Selesai acara, Ayna masuk ke kamar dan mengunci pintu. Tidak peduli bila di luar masih banyak keluarga yang tengah berkumpul membahas banyak hal.
Ayna membuka ponsel dan menyalakan data, sudah sekitar 4 jam ia tidak menyalakan benda tersebut dari ia izin bekerja setengah hari sampai sekarang.
Ayna menahan napas kala melihat sebuah grup baru yang berisikan sahabat-sahabatnya.
Adit : @Ayna lo jadi nikah? Hah gimana sih, enggak jelas deh.
Adit : Sumpah ini gua dapet undangan ada nama lo
Vivi : undangan apaan dah dit?
Adit : Undangan pernikahan. Ayna mau nikah, astaga. Percaya ga lo? Nih gue kirim fotonya
Ayna membaca pesan tersebut, napasnya tertahan. Apa-apaan keluarganya ini? Mengadakan pernikahan dirinya tanpa persetujuan dirinya. Gila. Ayna rasanya ingin bunuh diri saja.
Mata Ayna kembali fokus ke ponsel, menatap sebuah foto undangan yang Adit kirimkan ke grup. Pesan tersebut dikirim sekitar 3 jam yang lalu, jam 6 sore.
Adit : Ini undangan buat kita satu ruangan
Pia : Hah? Abby?
Pia : Lo jadi sama Abby? Kok ngga ngabarin kita-kita @Ayna
Adit : Parah sumpah
Vivi : Anaknya masih off
Adit : Tidur kali
Pia : Kok gua jadi bingung, kenapa tiba-tiba ada undangan ya?
Ayna tidak sanggup membaca pesan yang ada di grup tersebut. Ayna kembali menahan napas, menatap ke arah depan dengan pandangan kosong. Kenapa keluarganya semena-mena dengannya? Bahkan mereka sudah sampai melakukan sebar undangan tanpa dirinya tahu, tanpa persetujuan dirinya.

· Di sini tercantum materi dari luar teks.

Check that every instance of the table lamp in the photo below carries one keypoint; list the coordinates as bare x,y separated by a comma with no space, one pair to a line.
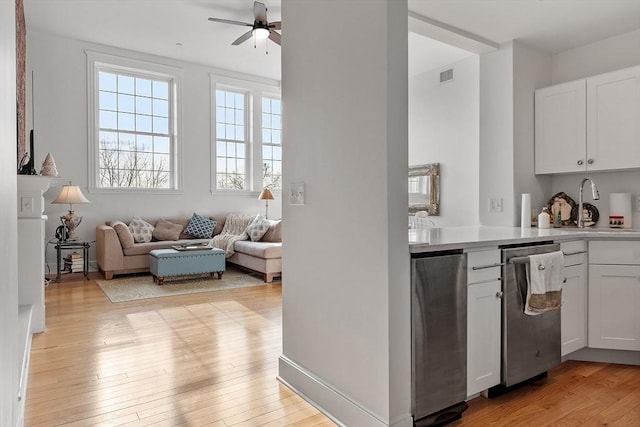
70,194
266,196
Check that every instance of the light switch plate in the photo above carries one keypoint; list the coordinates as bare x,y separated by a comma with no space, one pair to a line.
26,204
495,204
296,193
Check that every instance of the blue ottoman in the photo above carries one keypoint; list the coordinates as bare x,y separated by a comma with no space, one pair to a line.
170,262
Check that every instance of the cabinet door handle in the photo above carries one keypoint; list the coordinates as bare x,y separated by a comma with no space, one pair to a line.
574,253
482,267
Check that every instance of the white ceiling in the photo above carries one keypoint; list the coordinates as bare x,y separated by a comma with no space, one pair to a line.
156,26
550,25
428,54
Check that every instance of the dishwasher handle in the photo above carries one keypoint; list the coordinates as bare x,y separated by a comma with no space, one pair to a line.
482,267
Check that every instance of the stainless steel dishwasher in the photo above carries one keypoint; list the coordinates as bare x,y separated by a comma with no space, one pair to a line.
439,337
530,344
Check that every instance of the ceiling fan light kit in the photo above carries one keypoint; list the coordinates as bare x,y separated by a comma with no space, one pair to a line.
261,29
261,33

Ayna pikir, setelah kepergian Hera pernikahan itu tidak akan terjadi. Karena awalnya Ayna setuju hanya karena kasihan melihat Hera. Tapi salah, bahkan setelah Hera pergi, pernikahan itu tetap akan terjadi dan keluarganya malah semakin semena-mena, tidak tahu diri.
Ayna ingin marah. Tapi tidak ingin membuat malu apalagi di sini masih ramai. Ayna tidak tahu kapan rumah ini akan terus ramai.
Ayna jadi paham, apa yang dimaksud dengan perkataan Wirya tadi siang. Karena pernikahannya.
Ayna membuka aplikasi WhatsApp, mencari nomor seseorang yang sudah tidak lama ia hubungi, ia butuh penjelasan. Walaupun sebenarnya ia tidak sudi menelepon orang tersebut.
Tak butuh lama, panggilan diangkat.
"Lo gila ya?"
"Kenapa?"
Ayna mendengar suara di sebrang sana yang terdengar bingung.
"Lo yang maksa keluarga gue buat acara mendadak kan? Tanpa sepengetahuan gue?!" Ayna menahan emosinya agar tidak meledak, ia takut nantinya malah menangis dan orang di sebrang sana malah tahu. "Lo maksa keluarga gue kan?! Gila lo. Lo kira gue enggak stress mikirin ini?"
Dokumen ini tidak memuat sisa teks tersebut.